Last but not the least, in my opinion, having money would make you happy. Why? Don't you ever get the tingling feeling in your tummy and heart whenever you get something that you want? How do you get something that you want? By purchasing it, of course. How do you purchase something? With money, of course! With money, there's a lot of things that you'll be able to do. You'll be able to do the things you like. For example, maybe join a dance class, have dinner out more often, go sky diving, travelling, shopping, read more books as you'll be able to purchase more, heck, you'll even be able to hang out with your friends more, cause you have the money to go out more often. How do you find money or rather, make money? You work, of course. I started working when I was 16. I'll list down the jobs that I've done.

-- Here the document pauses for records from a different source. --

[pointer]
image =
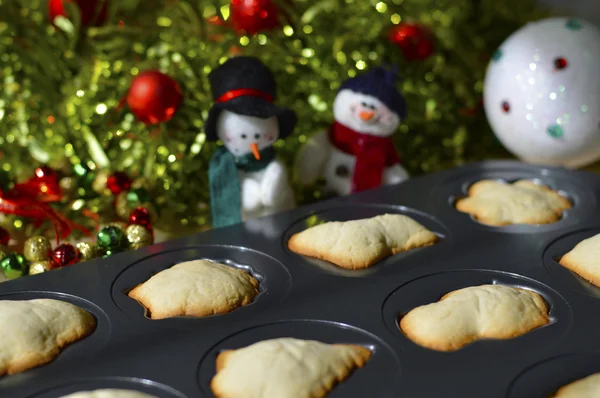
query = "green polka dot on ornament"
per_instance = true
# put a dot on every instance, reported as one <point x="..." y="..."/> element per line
<point x="111" y="238"/>
<point x="14" y="266"/>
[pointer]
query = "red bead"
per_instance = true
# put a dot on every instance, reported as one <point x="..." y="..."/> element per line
<point x="154" y="97"/>
<point x="91" y="13"/>
<point x="4" y="237"/>
<point x="560" y="63"/>
<point x="140" y="216"/>
<point x="415" y="42"/>
<point x="118" y="182"/>
<point x="254" y="16"/>
<point x="65" y="255"/>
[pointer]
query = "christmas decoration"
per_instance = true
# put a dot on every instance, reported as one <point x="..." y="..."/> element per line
<point x="37" y="248"/>
<point x="542" y="94"/>
<point x="92" y="12"/>
<point x="254" y="16"/>
<point x="118" y="182"/>
<point x="65" y="255"/>
<point x="246" y="180"/>
<point x="111" y="238"/>
<point x="138" y="236"/>
<point x="41" y="266"/>
<point x="357" y="153"/>
<point x="415" y="41"/>
<point x="154" y="97"/>
<point x="14" y="266"/>
<point x="140" y="216"/>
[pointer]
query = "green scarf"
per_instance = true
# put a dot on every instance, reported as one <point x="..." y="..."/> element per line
<point x="225" y="190"/>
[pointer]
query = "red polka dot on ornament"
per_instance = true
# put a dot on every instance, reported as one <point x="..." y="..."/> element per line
<point x="118" y="182"/>
<point x="154" y="97"/>
<point x="140" y="216"/>
<point x="560" y="63"/>
<point x="65" y="255"/>
<point x="4" y="237"/>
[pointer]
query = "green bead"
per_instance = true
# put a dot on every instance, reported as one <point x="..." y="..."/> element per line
<point x="14" y="266"/>
<point x="111" y="238"/>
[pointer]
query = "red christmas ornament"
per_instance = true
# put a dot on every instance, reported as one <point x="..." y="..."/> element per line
<point x="118" y="182"/>
<point x="93" y="12"/>
<point x="415" y="42"/>
<point x="4" y="237"/>
<point x="254" y="16"/>
<point x="154" y="97"/>
<point x="140" y="216"/>
<point x="65" y="255"/>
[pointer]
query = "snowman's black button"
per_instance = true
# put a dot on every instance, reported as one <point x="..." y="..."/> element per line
<point x="342" y="171"/>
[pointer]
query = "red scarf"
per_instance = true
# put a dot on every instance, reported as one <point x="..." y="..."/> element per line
<point x="373" y="155"/>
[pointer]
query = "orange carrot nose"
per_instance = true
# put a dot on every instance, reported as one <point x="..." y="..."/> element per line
<point x="367" y="115"/>
<point x="255" y="152"/>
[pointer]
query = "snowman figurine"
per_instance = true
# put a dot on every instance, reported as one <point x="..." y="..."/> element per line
<point x="357" y="152"/>
<point x="246" y="179"/>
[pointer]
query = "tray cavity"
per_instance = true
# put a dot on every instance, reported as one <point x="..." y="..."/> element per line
<point x="274" y="279"/>
<point x="400" y="261"/>
<point x="381" y="373"/>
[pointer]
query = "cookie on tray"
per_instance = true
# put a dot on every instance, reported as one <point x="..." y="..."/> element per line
<point x="523" y="202"/>
<point x="285" y="368"/>
<point x="588" y="387"/>
<point x="466" y="315"/>
<point x="109" y="393"/>
<point x="35" y="331"/>
<point x="362" y="243"/>
<point x="584" y="259"/>
<point x="196" y="288"/>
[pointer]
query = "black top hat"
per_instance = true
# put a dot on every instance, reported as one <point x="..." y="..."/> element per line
<point x="244" y="85"/>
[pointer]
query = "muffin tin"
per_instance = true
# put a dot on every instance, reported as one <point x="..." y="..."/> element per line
<point x="311" y="299"/>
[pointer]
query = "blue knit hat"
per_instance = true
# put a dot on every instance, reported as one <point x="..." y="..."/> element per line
<point x="381" y="84"/>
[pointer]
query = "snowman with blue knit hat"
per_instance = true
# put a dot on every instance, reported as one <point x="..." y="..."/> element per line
<point x="357" y="152"/>
<point x="246" y="179"/>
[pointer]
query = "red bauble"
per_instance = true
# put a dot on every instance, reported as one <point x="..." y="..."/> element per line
<point x="93" y="12"/>
<point x="140" y="216"/>
<point x="65" y="255"/>
<point x="154" y="97"/>
<point x="4" y="237"/>
<point x="254" y="16"/>
<point x="415" y="42"/>
<point x="118" y="182"/>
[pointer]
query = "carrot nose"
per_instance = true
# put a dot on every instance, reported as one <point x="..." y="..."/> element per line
<point x="367" y="115"/>
<point x="255" y="152"/>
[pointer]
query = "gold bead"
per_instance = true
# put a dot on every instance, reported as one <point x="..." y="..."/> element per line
<point x="87" y="251"/>
<point x="138" y="236"/>
<point x="37" y="248"/>
<point x="38" y="267"/>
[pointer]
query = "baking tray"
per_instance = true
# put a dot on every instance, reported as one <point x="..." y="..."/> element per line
<point x="310" y="299"/>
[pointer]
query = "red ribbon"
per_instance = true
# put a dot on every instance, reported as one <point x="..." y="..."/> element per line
<point x="244" y="92"/>
<point x="31" y="200"/>
<point x="373" y="155"/>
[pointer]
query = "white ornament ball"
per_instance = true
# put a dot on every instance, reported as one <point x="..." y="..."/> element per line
<point x="542" y="93"/>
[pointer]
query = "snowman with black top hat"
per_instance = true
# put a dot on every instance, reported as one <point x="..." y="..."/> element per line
<point x="246" y="179"/>
<point x="357" y="152"/>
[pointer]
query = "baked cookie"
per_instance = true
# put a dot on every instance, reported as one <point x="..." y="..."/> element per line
<point x="34" y="331"/>
<point x="523" y="202"/>
<point x="361" y="243"/>
<point x="108" y="393"/>
<point x="588" y="387"/>
<point x="584" y="259"/>
<point x="285" y="368"/>
<point x="196" y="288"/>
<point x="480" y="312"/>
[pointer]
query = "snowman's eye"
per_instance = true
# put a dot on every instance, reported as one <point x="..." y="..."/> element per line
<point x="560" y="63"/>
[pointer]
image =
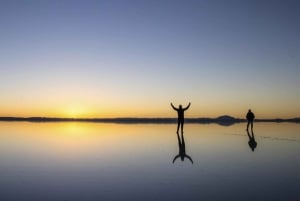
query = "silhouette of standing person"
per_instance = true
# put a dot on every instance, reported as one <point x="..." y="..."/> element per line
<point x="252" y="143"/>
<point x="182" y="154"/>
<point x="180" y="112"/>
<point x="250" y="117"/>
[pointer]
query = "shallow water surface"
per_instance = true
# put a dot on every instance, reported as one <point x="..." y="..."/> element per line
<point x="96" y="161"/>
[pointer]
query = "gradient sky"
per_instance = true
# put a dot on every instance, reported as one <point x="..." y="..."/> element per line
<point x="132" y="58"/>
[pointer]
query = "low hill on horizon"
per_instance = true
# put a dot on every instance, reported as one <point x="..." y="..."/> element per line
<point x="222" y="120"/>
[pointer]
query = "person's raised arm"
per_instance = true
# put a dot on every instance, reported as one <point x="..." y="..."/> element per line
<point x="173" y="107"/>
<point x="187" y="107"/>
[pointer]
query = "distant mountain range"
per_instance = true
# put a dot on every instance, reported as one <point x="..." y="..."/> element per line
<point x="222" y="120"/>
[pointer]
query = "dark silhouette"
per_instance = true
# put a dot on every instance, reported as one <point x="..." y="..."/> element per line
<point x="250" y="117"/>
<point x="180" y="112"/>
<point x="252" y="143"/>
<point x="181" y="145"/>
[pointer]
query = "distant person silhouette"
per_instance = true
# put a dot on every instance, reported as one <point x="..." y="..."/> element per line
<point x="250" y="117"/>
<point x="252" y="143"/>
<point x="180" y="112"/>
<point x="181" y="145"/>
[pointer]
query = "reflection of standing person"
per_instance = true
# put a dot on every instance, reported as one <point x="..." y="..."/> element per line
<point x="180" y="112"/>
<point x="252" y="143"/>
<point x="181" y="145"/>
<point x="250" y="117"/>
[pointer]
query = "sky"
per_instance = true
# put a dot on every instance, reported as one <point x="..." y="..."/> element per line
<point x="132" y="58"/>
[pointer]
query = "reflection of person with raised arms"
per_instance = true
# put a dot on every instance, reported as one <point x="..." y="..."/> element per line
<point x="181" y="145"/>
<point x="252" y="143"/>
<point x="180" y="112"/>
<point x="250" y="117"/>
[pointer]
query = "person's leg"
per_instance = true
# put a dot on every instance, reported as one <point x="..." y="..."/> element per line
<point x="178" y="124"/>
<point x="181" y="122"/>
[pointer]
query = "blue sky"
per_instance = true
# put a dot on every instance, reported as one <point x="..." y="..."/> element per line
<point x="132" y="58"/>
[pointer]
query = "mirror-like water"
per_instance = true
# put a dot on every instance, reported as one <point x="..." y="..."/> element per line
<point x="94" y="161"/>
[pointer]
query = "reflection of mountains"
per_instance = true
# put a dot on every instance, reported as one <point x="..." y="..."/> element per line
<point x="222" y="120"/>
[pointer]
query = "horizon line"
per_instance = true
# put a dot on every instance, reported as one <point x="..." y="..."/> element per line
<point x="223" y="120"/>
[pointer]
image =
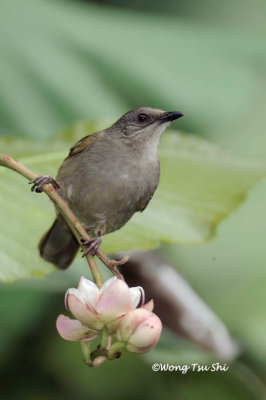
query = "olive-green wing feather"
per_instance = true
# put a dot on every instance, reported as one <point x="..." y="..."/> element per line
<point x="84" y="143"/>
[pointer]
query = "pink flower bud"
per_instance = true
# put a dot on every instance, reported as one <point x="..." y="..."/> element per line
<point x="97" y="308"/>
<point x="140" y="329"/>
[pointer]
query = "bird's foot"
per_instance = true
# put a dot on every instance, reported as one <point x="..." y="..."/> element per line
<point x="40" y="181"/>
<point x="91" y="246"/>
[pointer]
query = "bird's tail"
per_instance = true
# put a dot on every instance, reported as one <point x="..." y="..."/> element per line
<point x="58" y="245"/>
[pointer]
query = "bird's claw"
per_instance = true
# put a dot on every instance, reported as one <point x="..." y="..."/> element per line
<point x="40" y="181"/>
<point x="91" y="246"/>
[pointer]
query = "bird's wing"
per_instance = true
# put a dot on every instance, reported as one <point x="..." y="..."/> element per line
<point x="82" y="144"/>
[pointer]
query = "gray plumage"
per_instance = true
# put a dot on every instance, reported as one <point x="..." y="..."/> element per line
<point x="107" y="177"/>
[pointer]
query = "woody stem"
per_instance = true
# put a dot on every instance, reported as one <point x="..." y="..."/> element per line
<point x="71" y="220"/>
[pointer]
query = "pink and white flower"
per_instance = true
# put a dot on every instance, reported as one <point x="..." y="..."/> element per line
<point x="140" y="329"/>
<point x="96" y="309"/>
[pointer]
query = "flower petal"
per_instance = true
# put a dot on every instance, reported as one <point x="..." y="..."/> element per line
<point x="89" y="292"/>
<point x="115" y="301"/>
<point x="72" y="329"/>
<point x="107" y="283"/>
<point x="149" y="306"/>
<point x="136" y="293"/>
<point x="83" y="312"/>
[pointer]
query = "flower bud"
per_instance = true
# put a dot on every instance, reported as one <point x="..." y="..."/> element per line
<point x="140" y="329"/>
<point x="97" y="308"/>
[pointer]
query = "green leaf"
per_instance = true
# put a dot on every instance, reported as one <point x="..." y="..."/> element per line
<point x="200" y="185"/>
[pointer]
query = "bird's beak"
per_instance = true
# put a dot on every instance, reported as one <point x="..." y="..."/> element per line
<point x="170" y="116"/>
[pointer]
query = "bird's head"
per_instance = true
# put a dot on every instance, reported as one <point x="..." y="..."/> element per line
<point x="144" y="124"/>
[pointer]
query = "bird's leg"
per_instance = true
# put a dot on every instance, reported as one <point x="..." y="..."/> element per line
<point x="91" y="245"/>
<point x="39" y="182"/>
<point x="92" y="248"/>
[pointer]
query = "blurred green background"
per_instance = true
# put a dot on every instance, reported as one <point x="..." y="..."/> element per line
<point x="68" y="61"/>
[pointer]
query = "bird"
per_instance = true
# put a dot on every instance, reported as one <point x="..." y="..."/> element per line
<point x="106" y="178"/>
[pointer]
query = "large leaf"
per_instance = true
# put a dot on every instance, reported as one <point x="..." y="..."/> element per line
<point x="74" y="61"/>
<point x="200" y="185"/>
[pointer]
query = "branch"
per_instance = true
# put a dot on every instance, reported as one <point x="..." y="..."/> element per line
<point x="71" y="220"/>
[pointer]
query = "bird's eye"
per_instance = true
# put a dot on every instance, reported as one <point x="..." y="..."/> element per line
<point x="142" y="117"/>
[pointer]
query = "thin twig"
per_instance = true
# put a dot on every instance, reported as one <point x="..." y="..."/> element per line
<point x="71" y="220"/>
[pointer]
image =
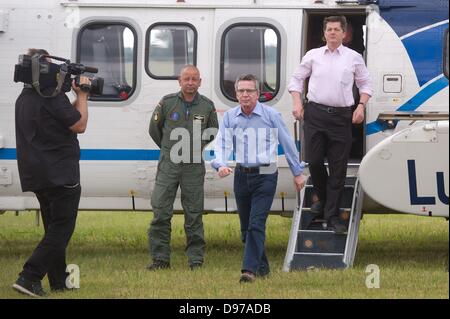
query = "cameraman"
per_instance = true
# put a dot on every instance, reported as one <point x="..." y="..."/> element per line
<point x="48" y="157"/>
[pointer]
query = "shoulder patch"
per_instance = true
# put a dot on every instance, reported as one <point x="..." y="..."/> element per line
<point x="169" y="96"/>
<point x="156" y="116"/>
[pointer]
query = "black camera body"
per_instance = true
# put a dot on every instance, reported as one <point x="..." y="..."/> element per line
<point x="50" y="74"/>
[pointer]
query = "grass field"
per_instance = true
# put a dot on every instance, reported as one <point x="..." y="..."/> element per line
<point x="111" y="252"/>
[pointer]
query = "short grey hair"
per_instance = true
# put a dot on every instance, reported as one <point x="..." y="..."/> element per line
<point x="247" y="77"/>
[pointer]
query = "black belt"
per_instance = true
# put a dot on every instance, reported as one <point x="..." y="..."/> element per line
<point x="332" y="109"/>
<point x="249" y="170"/>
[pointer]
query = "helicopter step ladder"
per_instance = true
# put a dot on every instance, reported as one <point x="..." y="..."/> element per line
<point x="311" y="245"/>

- My first job was to pour beer in wedding dinners for RM20 per job. Each time, it will lasts from 2 hours to 4 hours. Each time I will end up with frozen hands as I will be holding icy cold beer bottles. I will need to dip my hands in the ice tub, taking new bottles of beer. The maximum I can hold at one go would be 3 bottles in one hand or 6 bottles in total.
- My second job would be as a bubble milk tea girl. I took care of a small shop in Giant, Seremban, working around 12 hours each day standing up. I had to manage the finance, keep track of the stocks, mop and clean up the store. My boss only paid me RM3 per hour. How's that for cheap labor?
- My third job was as a telemarketer, trying to con some rich couple to come to my office and listen to a talk. They gave me Telecoms' phone book and I was supposed to randomly call numbers from the book. I had a standard script and a list of what to ask. However, the script was pretty bad as it does not convince people to part with their personal information. So I improvised. I was becoming such a good information digging con girl. However, the pay sucks too. They were supposed to pay me RM4 per hour. But there's a catch, I have to make 10 valid calls per hour. Valid calls meaning I could get through to the person and get the information. Sometimes I couldn't get them so they paid me less than the hours I worked for.
- I am lazy to list down all my jobs one by one. But so far, I've work as a receptionist, data entry girl, Starbucks barista, Carlbergs ambassador (hey, I just teach them the proper way of enjoying beer in the supermarket only! My uniform was a long sleeve white collared shirt and long black pants.), Kit Kats promoter, Johnson & Johnson promoter, Head & Shoulders promoter, KL Tower promoter, erm, I don't remember anymore. Basically, there's a lot more. My list of permanent job is shorter. I've only worked as an events organizer, a software engineer and now, a regional business development consultant.
Earning money yourself gives you the right to spend it on things that you want. That is what I believe in. Don't ever expect people to buy you things cause you'll be in debt to them. That is another headache. Besides, we have to learn to be financially independent, don't we? By having money, you'll be able to purchase the things you long for. In my case, it'll be car and a house of my own. I hope I'll reach my dream soon. Happiness!
Here I shall end my super duper long story of my pursuit of happiness. I would not want to bore you some more. In the search of happiness, I have done many silly things that I thought would make me happy. Only through pain and remorse that I found out that it was not entirely true. However a person can only grow up by learning from their mistakes. And in the Quest for Happiness, you'll bound to fall and learn to stand up again. By going through that, only one day that you'll know what truly makes you happy. I believe everyone has their own pursuit of happiness. Mind to tell me yours?